Iran's neighbors at risk as wind carries salt from drying Lake Urmia PHOTO
Lake Urmia (Orumiyeh), in Iran's northwestern province of Western Azerbaijan, has lost 95 per cent of its water over the past three decades, despite government claims that it has appropriated hundreds of millions of dollars to prevent the environmental disaster.
Now, soil fertility in Iran and neighbouring Türkiye, Armenia, Azerbaijan and Iraq is at risk as the wind carries salt from the saltwater lake’s exposed bed.
Urmia was the largest lake in the Middle East and the sixth largest salt lake in the world, with an original surface area of 5,200 square kilometres in the 1970s, or 2,000 square miles. It had shrunk to 700 sq km by 2013. The lake began shrinking in the 1980s due to water mismanagement and climate change, according to Iran International.
Located in Iran between the provinces of East and West Azerbaijan, Lake Urmia has been facing serious drought for years due to climate change, the long dry spell, unrestrained damming and excessive water use, especially in the agriculture sector.
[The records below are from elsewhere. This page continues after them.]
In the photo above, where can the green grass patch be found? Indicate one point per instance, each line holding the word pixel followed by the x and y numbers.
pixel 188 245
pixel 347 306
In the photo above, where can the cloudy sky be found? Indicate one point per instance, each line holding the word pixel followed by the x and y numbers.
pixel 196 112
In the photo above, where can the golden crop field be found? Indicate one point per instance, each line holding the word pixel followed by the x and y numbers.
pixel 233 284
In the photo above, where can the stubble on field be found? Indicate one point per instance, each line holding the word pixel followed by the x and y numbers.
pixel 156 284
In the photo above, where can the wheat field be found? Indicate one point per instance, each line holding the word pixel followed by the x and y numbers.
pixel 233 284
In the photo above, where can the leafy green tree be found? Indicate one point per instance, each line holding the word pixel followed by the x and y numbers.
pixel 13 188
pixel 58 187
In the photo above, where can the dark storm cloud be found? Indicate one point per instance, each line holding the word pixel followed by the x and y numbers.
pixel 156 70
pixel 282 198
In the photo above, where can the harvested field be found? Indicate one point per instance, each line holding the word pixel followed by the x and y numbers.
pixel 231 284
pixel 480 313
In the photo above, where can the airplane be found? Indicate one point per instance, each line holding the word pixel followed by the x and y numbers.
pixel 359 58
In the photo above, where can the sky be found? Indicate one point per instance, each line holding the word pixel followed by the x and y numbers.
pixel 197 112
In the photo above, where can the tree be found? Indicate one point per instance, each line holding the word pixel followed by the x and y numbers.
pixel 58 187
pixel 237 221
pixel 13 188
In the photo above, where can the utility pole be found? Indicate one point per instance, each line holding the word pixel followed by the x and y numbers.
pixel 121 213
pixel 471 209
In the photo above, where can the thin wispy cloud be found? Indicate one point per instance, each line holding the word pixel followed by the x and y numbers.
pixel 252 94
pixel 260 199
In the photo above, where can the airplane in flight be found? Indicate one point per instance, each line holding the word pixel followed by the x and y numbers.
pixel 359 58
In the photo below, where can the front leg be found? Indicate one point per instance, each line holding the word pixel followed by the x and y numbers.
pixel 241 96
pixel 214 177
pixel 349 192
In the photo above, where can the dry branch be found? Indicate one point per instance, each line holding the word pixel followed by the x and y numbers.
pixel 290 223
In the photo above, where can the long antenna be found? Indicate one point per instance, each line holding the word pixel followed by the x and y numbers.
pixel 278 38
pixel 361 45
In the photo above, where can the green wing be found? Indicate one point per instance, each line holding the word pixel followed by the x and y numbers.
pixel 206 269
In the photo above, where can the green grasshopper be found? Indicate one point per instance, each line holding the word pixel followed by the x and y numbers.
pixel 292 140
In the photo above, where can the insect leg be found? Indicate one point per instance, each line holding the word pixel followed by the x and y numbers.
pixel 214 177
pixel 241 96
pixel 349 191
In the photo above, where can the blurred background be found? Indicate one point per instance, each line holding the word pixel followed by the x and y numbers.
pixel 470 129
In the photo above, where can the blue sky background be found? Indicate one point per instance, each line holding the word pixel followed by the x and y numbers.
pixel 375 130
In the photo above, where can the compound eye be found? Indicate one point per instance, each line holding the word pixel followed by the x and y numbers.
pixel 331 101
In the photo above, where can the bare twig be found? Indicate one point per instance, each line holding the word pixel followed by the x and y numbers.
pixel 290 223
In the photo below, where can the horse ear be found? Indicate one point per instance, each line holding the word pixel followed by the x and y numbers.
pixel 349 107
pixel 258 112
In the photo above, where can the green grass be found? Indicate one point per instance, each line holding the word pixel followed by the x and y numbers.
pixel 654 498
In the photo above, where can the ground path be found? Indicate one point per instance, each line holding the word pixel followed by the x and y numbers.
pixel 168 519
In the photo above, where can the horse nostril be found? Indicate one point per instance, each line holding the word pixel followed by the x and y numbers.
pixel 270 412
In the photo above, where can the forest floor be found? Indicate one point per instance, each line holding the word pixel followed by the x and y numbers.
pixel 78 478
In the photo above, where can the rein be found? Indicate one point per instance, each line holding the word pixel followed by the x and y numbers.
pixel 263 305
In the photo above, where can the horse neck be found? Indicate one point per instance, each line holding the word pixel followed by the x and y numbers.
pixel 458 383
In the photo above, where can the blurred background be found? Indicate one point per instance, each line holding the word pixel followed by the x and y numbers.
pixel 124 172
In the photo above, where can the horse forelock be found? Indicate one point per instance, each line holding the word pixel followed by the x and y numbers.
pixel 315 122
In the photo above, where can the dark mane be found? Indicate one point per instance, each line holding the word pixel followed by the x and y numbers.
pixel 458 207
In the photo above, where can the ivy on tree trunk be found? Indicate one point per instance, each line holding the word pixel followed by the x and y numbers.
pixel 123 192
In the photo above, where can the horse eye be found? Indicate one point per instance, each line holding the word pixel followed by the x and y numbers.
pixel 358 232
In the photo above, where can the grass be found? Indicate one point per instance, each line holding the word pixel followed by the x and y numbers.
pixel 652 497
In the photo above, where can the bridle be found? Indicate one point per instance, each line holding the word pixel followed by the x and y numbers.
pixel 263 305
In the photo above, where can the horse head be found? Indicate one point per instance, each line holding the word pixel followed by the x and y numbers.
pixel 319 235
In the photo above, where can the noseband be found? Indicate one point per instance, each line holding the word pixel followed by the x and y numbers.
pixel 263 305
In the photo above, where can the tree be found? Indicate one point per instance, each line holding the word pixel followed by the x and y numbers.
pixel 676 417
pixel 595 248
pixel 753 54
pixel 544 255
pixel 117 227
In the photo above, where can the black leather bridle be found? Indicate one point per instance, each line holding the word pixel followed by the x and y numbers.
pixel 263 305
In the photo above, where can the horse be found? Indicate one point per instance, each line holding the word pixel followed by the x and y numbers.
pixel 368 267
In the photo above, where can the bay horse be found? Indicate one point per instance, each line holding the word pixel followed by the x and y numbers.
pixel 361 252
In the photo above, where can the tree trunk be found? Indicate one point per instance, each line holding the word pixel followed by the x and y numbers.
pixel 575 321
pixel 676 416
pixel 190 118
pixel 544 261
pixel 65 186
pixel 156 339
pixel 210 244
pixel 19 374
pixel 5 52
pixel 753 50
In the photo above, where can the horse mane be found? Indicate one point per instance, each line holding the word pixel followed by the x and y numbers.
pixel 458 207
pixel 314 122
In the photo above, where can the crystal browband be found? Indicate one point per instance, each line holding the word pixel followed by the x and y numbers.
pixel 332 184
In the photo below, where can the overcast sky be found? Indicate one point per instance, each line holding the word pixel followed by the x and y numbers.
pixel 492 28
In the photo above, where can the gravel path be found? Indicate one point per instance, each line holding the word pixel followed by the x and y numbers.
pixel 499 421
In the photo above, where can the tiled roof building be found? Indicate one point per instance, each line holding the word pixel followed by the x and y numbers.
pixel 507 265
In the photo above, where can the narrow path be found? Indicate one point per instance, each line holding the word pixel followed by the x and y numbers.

Like the Aral Sea, a better-known vanishing salt lake in Central Asia, Lake Urmia is exposing a salt desert that generates noxious dust, threatening crops and people with a risk of serious diseases like respiratory problems or lung cancer.
In the past few months, thousands of people angry over the drying up of rivers have been driven to protest, particularly in central and southwestern Iran. In mid-July, police arrested several people for “disturbing security” after they demonstrated against the drying up of Lake Urmia in Iran’s northwestern mountains.